La nécrose tissulaire, quant à elle, est généralement liée à une injection trop rapide, à un volume excessif dans un espace peu compliant (palais, interproximal) ou à l’utilisation de concentrations élevées en vasoconstricteur. Cliniquement, elle se manifeste par une zone blanchâtre puis ulcérée, douloureuse, au niveau du site d’injection. Le traitement repose sur des mesures locales : hygiène buccale rigoureuse, bains de bouche antiseptiques, antalgiques, parfois gels cicatrisants. La guérison est habituellement obtenue en une à deux semaines, sans séquelles.

Gestion des patients sous anticoagulants et antiagrégants plaquettaires

La prise en charge des patients sous anticoagulants oraux (AVK, AOD) ou antiagrégants plaquettaires (aspirine, clopidogrel, etc.) est devenue un enjeu quotidien en odontologie, en raison du vieillissement de la population et de la prévalence croissante des pathologies cardiovasculaires. L’anesthésie locale dentaire, en particulier lorsqu’elle implique des techniques tronculaires profondes, soulève légitimement des questions : risque hémorragique accru ? Nécessité d’arrêter le traitement ?

Les recommandations actuelles vont clairement dans le sens du maintien des traitements anticoagulants et antiagrégants pour la plupart des actes dentaires, y compris sous anesthésie locale. L’arrêt intempestif de ces médicaments expose en effet le patient à un risque thromboembolique majeur (AVC, infarctus), bien supérieur au risque hémorragique lié à un soin dentaire. L’anesthésie par infiltration para-apicale, y compris au maxillaire comme à la mandibule antérieure, est considérée comme à faible risque et peut être réalisée sans modification thérapeutique, en respectant des précautions élémentaires de compression et de suture si nécessaire.

Les blocs tronculaires profonds (bloc mandibulaire, blocs accessoires) doivent être abordés avec davantage de prudence, car un hématome profond dans la loge ptérygo-mandibulaire peut être difficile à contrôler. Toutefois, les données de la littérature suggèrent que, chez un patient correctement équilibré (INR dans la cible pour les AVK, fonction rénale normale pour les AOD), le risque réel de complication grave reste très faible.
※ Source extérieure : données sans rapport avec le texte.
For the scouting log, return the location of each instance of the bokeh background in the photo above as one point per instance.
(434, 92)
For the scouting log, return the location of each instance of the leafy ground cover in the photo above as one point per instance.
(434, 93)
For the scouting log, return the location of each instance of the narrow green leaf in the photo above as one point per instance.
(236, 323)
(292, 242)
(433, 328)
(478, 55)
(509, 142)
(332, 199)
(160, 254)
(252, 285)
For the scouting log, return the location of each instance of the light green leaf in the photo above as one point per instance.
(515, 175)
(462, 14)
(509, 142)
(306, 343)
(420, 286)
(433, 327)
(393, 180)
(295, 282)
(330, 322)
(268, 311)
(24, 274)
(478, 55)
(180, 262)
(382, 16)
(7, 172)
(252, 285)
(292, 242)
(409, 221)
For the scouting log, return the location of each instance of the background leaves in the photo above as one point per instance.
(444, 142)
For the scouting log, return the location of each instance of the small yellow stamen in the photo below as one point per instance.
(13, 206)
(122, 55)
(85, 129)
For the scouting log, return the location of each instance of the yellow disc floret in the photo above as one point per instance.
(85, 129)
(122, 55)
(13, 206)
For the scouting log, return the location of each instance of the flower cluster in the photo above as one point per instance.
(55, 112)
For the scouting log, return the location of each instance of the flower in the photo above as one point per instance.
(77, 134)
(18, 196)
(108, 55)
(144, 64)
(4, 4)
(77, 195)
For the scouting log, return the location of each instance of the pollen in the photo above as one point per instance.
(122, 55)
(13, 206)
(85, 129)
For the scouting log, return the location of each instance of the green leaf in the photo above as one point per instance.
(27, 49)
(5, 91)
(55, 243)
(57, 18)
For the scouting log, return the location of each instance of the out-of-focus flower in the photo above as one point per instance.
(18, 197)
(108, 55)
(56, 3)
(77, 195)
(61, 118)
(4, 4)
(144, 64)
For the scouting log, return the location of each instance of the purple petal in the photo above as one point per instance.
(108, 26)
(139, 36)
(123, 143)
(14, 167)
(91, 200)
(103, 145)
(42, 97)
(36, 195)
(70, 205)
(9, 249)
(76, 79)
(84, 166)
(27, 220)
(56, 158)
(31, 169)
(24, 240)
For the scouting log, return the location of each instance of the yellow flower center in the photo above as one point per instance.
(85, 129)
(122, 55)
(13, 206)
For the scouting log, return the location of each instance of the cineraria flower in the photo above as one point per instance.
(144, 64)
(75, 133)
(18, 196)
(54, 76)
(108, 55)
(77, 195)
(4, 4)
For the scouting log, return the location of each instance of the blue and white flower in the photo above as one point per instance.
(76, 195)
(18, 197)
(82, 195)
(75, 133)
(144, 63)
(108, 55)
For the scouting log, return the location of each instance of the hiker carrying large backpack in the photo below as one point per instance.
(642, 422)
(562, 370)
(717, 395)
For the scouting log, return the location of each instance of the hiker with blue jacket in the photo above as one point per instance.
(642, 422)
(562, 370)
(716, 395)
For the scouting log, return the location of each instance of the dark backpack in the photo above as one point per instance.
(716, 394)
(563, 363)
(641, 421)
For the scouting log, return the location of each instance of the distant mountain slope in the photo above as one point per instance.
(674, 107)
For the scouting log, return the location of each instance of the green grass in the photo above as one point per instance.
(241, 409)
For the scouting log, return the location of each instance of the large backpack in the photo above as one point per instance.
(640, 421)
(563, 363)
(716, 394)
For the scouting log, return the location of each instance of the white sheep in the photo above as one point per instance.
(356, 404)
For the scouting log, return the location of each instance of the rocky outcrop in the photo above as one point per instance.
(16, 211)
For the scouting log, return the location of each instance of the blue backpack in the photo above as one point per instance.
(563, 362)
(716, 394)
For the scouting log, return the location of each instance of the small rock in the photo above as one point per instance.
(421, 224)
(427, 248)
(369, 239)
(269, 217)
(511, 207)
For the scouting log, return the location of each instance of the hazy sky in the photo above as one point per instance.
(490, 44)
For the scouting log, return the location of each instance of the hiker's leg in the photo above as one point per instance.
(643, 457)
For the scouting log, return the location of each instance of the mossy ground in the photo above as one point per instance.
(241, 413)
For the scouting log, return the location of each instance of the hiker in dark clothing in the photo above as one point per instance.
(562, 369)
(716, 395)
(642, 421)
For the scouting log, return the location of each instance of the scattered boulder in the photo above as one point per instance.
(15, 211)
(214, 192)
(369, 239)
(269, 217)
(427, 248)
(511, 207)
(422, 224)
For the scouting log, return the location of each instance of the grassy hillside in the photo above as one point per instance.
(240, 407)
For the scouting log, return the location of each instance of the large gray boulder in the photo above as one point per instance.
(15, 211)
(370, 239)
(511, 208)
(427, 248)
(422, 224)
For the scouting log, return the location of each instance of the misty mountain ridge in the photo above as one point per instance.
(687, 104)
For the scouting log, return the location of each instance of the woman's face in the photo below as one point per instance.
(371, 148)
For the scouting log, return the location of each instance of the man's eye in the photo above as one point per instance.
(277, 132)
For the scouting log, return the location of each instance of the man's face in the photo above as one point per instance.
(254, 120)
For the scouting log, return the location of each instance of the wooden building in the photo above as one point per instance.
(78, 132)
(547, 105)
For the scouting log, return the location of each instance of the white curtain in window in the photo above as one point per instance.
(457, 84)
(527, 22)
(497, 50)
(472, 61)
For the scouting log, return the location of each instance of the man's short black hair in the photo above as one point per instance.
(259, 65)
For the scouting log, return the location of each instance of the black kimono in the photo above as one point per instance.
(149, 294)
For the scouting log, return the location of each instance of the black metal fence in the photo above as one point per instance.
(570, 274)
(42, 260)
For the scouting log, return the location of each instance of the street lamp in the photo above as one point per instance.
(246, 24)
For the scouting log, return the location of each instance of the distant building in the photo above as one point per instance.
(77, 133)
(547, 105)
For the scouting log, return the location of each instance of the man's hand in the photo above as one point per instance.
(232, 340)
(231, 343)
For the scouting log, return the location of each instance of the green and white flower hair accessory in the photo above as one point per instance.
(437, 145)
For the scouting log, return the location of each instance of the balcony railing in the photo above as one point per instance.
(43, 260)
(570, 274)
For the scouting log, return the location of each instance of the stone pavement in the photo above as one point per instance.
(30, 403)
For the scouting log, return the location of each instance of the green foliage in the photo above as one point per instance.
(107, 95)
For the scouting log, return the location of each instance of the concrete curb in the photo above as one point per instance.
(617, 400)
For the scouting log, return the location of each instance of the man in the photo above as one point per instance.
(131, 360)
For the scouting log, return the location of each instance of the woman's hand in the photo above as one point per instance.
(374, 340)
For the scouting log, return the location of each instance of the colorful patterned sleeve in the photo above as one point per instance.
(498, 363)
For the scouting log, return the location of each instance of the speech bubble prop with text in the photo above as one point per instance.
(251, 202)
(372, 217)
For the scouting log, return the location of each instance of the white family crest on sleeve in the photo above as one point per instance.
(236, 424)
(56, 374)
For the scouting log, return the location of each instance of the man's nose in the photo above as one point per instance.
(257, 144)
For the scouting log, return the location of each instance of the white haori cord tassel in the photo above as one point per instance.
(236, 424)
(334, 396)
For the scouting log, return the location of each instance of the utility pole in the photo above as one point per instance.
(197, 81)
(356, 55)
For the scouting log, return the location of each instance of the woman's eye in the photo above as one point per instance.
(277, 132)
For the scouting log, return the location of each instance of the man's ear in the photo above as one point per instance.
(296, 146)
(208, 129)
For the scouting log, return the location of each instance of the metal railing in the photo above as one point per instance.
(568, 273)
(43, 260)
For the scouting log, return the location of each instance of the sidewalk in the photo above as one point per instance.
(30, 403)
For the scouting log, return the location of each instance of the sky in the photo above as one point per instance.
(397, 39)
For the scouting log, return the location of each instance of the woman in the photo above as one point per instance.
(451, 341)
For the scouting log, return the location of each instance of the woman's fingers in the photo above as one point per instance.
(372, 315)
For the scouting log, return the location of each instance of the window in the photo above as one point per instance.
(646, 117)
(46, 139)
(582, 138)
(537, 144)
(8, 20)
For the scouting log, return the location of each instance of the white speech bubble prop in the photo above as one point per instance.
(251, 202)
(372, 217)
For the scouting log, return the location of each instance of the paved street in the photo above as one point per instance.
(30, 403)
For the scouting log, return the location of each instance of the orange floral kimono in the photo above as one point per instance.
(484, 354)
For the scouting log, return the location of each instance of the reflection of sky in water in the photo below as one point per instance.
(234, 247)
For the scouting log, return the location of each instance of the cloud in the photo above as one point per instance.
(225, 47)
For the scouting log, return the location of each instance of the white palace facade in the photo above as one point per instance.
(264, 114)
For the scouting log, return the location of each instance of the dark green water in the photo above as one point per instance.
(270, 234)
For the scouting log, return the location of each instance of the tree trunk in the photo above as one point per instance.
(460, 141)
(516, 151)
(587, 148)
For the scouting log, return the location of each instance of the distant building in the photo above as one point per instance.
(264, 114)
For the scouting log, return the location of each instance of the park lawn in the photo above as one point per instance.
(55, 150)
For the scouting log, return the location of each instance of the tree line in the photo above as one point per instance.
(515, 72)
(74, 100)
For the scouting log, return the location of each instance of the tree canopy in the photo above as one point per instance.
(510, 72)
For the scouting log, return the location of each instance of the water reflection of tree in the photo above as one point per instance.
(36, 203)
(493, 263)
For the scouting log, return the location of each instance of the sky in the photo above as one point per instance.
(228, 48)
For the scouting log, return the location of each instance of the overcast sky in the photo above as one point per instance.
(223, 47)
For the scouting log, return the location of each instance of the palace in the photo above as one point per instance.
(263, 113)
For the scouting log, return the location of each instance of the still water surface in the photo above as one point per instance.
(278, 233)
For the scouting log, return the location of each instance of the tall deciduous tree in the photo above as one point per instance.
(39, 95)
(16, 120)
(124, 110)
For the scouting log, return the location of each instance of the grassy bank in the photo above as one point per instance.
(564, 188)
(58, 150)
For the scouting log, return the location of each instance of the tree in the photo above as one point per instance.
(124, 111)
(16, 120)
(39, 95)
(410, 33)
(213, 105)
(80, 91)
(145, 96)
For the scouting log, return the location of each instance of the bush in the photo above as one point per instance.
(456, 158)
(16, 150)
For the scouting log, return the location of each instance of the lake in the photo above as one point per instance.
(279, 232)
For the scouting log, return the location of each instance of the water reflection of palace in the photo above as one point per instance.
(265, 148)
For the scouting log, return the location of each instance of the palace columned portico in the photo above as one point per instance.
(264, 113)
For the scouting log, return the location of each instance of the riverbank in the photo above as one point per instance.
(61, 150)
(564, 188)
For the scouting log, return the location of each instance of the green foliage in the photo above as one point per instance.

Une bonne pratique consiste à privilégier, lorsque cela est possible, des techniques alternatives (intra-ligamentaire, intra-osseuse) ou des infiltrations multiples plutôt qu’un bloc profond chez les patients à haut risque hémorragique.

Dans tous les cas, la clé réside dans une communication étroite avec le médecin prescripteur des anticoagulants, une évaluation pré-opératoire rigoureuse (INR récent, fonction rénale, indication du traitement) et une information claire du patient. Avec ces précautions, l’anesthésie locale en dentisterie reste tout à fait réalisable et sûre, même chez les patients sous anticoagulants et antiagrégants plaquettaires, à condition d’adapter la technique et le geste à chaque situation clinique.